Throughout its rich history Japan has been a nation closely associated with colossal monsters, legendary creatures and mythical beasts. Such destructive monsters have long been conceived then portrayed on a broad scale through the creative output of the 'Land of the Rising Sun'.
While the narratives of the likes of 'Godzilla' belong to famous novels, comic books and Hollywood movie screens, Japan now has a new monster on its shores - one who harbours devastating power in both hands and is capable of inflicting alarming damage.
Naoya Inoue is 'the Monster' in case. The 25-year-old Japanese boxer has been steadily climbing the boxing ranks in recent years, demonstrating his fierce ability in the ring both on home soil and in America, while being showcased to UK television audiences too.
After just 16 professional bouts, Inoue is a three-weight world titlist already, having today claimed the WBA 'regular' title from Britain's Jamie McDonnell in less than a round of controlled violence and mayhem.
'The Monster' had previously picked up belts at light-flyweight and super-flyweight. Many more big-name opportunities were available at 115lbs, but Inoue simply outgrew the super-fly division and set his sights on silverware further up.
First up at bantamweight was Doncaster road warrior McDonnell, who has long looked less than comfortable making his usual weight, and it proved another destructive outing for Japan's rampantly rising star.
Inoue has rocketed towards the higher reaches of many pound-for-pound thanks to his impressive performances to date, Boxing Monthly online, for example, ranked him seventh in our last P4P poll in January. By dethroning McDonnell inside the opening round of their meeting today, Inoue merely reinforced his continuously growing stature in the sport.
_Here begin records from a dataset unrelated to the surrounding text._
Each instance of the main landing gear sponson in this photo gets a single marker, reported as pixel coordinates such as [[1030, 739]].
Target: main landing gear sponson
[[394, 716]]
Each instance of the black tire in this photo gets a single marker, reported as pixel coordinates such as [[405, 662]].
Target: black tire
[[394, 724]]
The 25-year-old is widely regarded as one of the most fearsome body punchers in the world and showed his hurtful power within the opening minute against a weight-drained McDonnell, before dropping his opponent with a trademark left hook downstairs.
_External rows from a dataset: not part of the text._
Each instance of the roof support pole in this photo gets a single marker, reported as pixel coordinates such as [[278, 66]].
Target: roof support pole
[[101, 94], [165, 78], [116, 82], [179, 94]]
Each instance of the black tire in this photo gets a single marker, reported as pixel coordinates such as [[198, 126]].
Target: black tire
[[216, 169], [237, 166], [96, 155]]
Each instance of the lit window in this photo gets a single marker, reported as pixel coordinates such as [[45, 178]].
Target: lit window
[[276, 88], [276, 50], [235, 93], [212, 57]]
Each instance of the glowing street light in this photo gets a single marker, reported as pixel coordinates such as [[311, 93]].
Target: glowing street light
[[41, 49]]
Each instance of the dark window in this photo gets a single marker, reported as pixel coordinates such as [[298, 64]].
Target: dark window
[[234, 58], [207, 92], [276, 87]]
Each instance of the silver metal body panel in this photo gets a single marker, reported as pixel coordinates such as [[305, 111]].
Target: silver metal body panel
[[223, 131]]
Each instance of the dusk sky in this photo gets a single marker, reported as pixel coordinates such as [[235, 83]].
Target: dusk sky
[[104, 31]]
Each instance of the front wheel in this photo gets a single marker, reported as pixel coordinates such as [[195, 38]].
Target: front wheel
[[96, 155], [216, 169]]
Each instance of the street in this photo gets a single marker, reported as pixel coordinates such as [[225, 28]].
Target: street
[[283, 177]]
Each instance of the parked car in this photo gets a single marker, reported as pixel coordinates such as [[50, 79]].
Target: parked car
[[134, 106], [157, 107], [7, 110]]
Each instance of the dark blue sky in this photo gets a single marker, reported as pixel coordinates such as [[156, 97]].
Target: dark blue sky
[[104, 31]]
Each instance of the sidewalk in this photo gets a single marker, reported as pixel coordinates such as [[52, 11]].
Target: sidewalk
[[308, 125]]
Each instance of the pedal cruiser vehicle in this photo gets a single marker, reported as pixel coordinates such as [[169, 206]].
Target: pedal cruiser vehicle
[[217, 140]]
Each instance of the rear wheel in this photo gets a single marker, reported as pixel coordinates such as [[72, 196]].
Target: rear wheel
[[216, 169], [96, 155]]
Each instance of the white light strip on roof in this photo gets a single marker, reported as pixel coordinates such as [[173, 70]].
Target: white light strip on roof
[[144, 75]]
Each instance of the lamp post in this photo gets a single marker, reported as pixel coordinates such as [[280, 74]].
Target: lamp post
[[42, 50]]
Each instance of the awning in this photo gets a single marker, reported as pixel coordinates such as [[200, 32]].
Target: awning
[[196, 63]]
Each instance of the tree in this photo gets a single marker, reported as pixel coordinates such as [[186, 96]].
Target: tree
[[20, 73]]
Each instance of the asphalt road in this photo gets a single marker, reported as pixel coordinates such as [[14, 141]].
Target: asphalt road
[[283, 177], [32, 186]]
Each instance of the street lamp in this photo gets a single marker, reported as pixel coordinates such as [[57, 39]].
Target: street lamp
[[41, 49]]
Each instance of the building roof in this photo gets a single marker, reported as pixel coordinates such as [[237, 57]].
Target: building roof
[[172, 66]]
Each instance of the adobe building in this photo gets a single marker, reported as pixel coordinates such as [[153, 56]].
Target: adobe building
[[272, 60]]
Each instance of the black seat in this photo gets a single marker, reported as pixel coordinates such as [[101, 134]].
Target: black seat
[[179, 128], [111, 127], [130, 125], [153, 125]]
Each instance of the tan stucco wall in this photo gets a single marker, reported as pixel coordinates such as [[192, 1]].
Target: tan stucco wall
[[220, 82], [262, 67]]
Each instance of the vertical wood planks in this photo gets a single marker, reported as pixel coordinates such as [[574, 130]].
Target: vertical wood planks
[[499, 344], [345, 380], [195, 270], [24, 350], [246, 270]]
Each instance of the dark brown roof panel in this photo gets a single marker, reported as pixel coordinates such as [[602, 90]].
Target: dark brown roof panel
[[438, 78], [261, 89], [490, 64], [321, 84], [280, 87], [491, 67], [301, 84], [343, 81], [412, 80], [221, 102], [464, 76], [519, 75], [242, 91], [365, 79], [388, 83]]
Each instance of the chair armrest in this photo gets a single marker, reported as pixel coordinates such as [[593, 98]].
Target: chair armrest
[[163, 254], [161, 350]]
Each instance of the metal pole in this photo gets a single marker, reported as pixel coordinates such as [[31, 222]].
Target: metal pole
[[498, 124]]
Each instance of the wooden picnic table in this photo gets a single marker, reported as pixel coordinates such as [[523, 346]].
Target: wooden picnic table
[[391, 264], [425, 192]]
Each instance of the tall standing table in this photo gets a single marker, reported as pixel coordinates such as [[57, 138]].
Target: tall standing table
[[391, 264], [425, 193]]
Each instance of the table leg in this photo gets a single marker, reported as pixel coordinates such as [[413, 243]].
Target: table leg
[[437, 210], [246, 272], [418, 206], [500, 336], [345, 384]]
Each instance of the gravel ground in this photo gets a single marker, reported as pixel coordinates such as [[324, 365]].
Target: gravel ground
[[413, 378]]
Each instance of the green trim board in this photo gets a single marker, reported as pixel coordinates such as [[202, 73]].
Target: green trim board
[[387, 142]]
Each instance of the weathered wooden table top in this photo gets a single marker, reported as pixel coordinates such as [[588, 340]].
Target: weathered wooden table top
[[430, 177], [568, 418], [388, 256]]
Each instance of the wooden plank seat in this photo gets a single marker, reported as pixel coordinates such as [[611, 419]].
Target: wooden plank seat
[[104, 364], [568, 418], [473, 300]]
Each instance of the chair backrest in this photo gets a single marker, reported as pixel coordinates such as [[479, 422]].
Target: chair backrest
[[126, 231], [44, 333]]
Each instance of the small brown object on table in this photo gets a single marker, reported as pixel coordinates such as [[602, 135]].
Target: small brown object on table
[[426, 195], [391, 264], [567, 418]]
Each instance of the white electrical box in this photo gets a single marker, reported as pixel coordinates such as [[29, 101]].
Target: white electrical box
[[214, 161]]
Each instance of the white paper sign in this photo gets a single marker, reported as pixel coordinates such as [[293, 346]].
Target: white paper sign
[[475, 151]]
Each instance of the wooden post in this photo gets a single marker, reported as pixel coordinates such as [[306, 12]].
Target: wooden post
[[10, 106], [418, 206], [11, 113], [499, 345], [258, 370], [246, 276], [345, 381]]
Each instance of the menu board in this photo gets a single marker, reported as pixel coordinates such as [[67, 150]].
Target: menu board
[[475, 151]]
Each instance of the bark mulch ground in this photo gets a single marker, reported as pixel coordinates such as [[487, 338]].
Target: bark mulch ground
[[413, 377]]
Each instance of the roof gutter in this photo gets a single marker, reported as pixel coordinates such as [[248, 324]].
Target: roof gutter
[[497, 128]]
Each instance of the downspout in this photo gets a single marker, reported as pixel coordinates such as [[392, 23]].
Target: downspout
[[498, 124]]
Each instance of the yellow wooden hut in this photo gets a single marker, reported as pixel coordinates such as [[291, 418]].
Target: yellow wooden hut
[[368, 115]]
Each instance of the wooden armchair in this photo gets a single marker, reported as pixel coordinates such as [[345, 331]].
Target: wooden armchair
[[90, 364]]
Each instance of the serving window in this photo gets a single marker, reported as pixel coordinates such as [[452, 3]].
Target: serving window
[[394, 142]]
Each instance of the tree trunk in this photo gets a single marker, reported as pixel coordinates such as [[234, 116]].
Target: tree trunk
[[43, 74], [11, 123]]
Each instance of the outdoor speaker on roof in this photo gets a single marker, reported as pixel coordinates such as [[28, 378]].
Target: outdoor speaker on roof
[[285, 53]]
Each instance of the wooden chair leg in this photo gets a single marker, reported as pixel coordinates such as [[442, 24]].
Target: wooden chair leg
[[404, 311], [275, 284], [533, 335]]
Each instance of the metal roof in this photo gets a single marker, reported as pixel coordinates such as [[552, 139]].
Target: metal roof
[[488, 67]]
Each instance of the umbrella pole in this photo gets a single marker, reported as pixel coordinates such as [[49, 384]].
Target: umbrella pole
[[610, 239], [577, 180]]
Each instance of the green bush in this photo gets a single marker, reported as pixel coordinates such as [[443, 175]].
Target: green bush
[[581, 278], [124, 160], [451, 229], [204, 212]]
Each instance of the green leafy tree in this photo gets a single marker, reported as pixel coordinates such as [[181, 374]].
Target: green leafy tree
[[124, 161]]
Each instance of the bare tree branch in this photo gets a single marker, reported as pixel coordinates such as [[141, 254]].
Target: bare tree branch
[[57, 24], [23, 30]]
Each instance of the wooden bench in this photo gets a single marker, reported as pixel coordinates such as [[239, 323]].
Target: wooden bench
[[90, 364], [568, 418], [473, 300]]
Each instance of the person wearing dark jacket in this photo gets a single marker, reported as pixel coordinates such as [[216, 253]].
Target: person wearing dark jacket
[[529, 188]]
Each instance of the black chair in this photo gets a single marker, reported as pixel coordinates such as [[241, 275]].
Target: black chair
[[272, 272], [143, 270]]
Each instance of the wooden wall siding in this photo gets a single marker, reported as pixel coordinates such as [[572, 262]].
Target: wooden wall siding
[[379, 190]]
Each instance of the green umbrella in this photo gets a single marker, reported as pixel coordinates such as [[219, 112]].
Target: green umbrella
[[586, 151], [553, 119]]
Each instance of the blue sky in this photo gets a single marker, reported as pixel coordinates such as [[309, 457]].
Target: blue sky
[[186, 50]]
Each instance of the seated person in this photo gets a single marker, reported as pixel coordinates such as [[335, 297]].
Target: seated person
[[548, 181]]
It was clear from the start of proceedings that Inoue was in 'seek and destroy' mode, charging forward in bursts and catching McDonnell with damaging blows.
Following the first knockdown, Inoue turned and gestured to the partisan crowd, rallying them for the decisive assault that would soon unfold on the ropes. The home favourite forced McDonnell into a vulnerable position from which he couldn't escape and proceeded to wallop him until the referee had no other choice but to intervene.
During the aftermath of his crushing victory on home territory, Inoue confirmed what all boxing fans desperately wanted to hear, namely that he intends to enter the upcoming World Boxing Super Series bantamweight tournament. The prospect of seeing the Japanese superstar battle alongside other 118lbs champions Ryan Burnett, Zolani Tete and Emmanuel Rodriguez is truly mouth-watering.
Although he was defeated comprehensively, some credit must go to the dethroned champion McDonnell, who showed courage in taking on one of the best fighters on the planet in his own backyard. McDonnell also had the professionalism to somehow make the bantamweight limit again, despite having evidently outgrown the division some time ago.
But today undoubtedly belonged to the new WBA bantamweight title holder from the Land of the Rising Sun - the future for Inoue is bright, and today he proved he was a 'Monster' to truly fear.